Les heures sonnées, le temps compté
Les cloches de l'église mesurent le temps qui passe et repasse. Distraite, j'entends leur tintement depuis l'ordinateur, assise à côté de la fenêtre dont la vue s'ouvre sur le clocher. J'ai oublié de compter les coups. Pas grave ! Dans cinq minutes, elles re-sonneront. Les voilà. Cette fois, aux aguets, je compte. Un, deux, trois, quatre coups. Il est quatre heures de l'après-midi. En bonne citadine, je vérifie sur ma montre si l'oreille ne m'a pas trompée. Croire ce que l'on voit ou ce que l'on entend? C'est tout l'écart entre le monde de l'écriture et celui de l'oralité.

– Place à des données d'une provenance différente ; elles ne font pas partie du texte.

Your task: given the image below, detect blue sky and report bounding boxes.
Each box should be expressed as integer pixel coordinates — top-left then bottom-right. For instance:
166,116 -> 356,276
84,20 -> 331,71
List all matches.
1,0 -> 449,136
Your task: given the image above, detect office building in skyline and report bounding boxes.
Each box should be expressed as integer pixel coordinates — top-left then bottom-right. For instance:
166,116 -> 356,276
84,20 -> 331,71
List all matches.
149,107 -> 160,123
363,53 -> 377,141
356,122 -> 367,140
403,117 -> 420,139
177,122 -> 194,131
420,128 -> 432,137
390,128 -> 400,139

Dans notre village, l'église sonne deux fois, la première pour avertir, la deuxième pour annoncer. René Salles, dans "Si le temps m'était compté" écrit : pour pouvoir se rendre maître du temps, il faut pouvoir l'annoncer." Deux amis chers, animateur et animatrice d'ateliers d'écriture dans le Sud Ouest sont venus nous rendre visite ces jours derniers et dormir à la maison. Lorsque le clocher a sonné l'Angélus du soir, ils l'ont écouté avec plaisir. De même, les coups répétés des heures qui passent. Un son clair au timbre vibrant qui troue le silence du bourg. Ensemble, nous avons habité les heures tandis que le sablier du jour se dévidait. Je les ai prévenus que la nuit aussi, le temps ici était compté et les heures sonnées. Un de nos fils, venu en vacances, s'en était inquiété. Il craignait pour son sommeil d'urbain. Je l'avais rassuré. Il s'y ferait vite, à cette musique venues du fond des âges.

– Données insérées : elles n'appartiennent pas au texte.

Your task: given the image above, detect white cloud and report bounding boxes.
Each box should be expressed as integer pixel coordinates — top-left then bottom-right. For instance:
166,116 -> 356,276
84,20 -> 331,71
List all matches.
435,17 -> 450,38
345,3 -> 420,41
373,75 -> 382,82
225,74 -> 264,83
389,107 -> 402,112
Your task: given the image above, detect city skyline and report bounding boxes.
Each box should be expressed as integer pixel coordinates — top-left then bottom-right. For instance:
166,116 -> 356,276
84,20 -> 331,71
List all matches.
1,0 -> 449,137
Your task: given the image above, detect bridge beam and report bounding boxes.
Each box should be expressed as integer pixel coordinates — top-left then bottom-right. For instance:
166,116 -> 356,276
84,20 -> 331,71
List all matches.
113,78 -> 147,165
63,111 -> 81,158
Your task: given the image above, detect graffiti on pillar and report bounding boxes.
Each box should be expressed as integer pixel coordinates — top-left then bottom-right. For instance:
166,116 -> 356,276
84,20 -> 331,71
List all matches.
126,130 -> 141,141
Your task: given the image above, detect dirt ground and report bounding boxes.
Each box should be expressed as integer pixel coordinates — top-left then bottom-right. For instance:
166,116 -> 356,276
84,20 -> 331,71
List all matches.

Nos amis, eux, ne craignaient rien. Ils m'avaient assurée que ce tintement ne ferait que ponctuer et habiter le silence paisible du lieu. Nous venions d'origines rurales, comme la majorité des citadins qui l'ont oublié. Petits déjà, nous avions entendu la chanson des cloches. Sans elles, nos ancêtres auraient été bien perdus sur le chemin de la vie, privés de repères pour connaître le temps... Celui de partir au travail, celui d'en revenir, le temps de déjeuner et d'aller se coucher. Sans les appels à la volée, ils n'auraient pas su les baptêmes et les mariages, les fêtes et les réjouissances auxquelles se mêler. Sans la plainte du glas, ils n'auraient pas pu se signer en hommage à ceux qui s'en étaient allés. Et sans les appels répétés du tocsin, ils n'auraient été avertis du danger (celui du feu ou de la tempête).

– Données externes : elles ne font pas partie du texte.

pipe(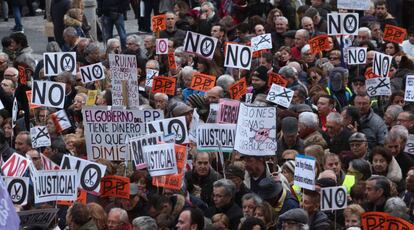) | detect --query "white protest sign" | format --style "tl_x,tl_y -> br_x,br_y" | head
245,93 -> 253,103
217,99 -> 240,124
234,103 -> 277,156
31,169 -> 78,203
347,47 -> 367,65
82,107 -> 164,161
51,109 -> 71,131
43,52 -> 76,76
30,126 -> 51,148
206,103 -> 219,123
0,99 -> 3,110
40,153 -> 60,170
373,51 -> 393,78
224,43 -> 252,70
2,176 -> 29,205
327,13 -> 359,36
109,54 -> 139,108
60,155 -> 107,193
251,33 -> 273,51
80,62 -> 105,83
266,84 -> 294,108
32,81 -> 66,109
406,76 -> 414,102
128,132 -> 163,169
337,0 -> 371,11
294,154 -> 316,190
321,186 -> 347,211
156,38 -> 169,54
197,123 -> 236,152
12,98 -> 17,128
366,77 -> 391,97
147,116 -> 189,144
142,143 -> 178,177
1,153 -> 30,177
404,134 -> 414,155
19,208 -> 59,229
183,31 -> 218,59
189,109 -> 200,142
145,69 -> 159,87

Mais déjà les cloches sonnent une première fois. Pour avertir. Vite, je compte les coups. Cinq heures. Les amis s'en sont retournés. Une deuxième fois. Je reste seule avec Pierre. Le soleil est radieux en cet été prolongé. Je me dis que bientôt viendra l'heure de l'Angélus.
Ici, le temps s'égrène, la vie s'écoule, le bonheur bruit et je m'apaise. Très doucement la douleur s'endort tant elle paraît vaine et inopportune au coeur du temps compté. On ne dérange pas les cloches qui sonnent. Etrangement, elles me rappellent que je fais partie de la communauté des hommes et des femmes qui, comme moi, les entendent ou les écoutent. Dans l'haleine tiède du jour qui décline, dans l'ombre du soir qui m'enrobe, je saisis le petit carnet vert et j'écris. Peut-être est-ce ma manière de faire résonner le temps?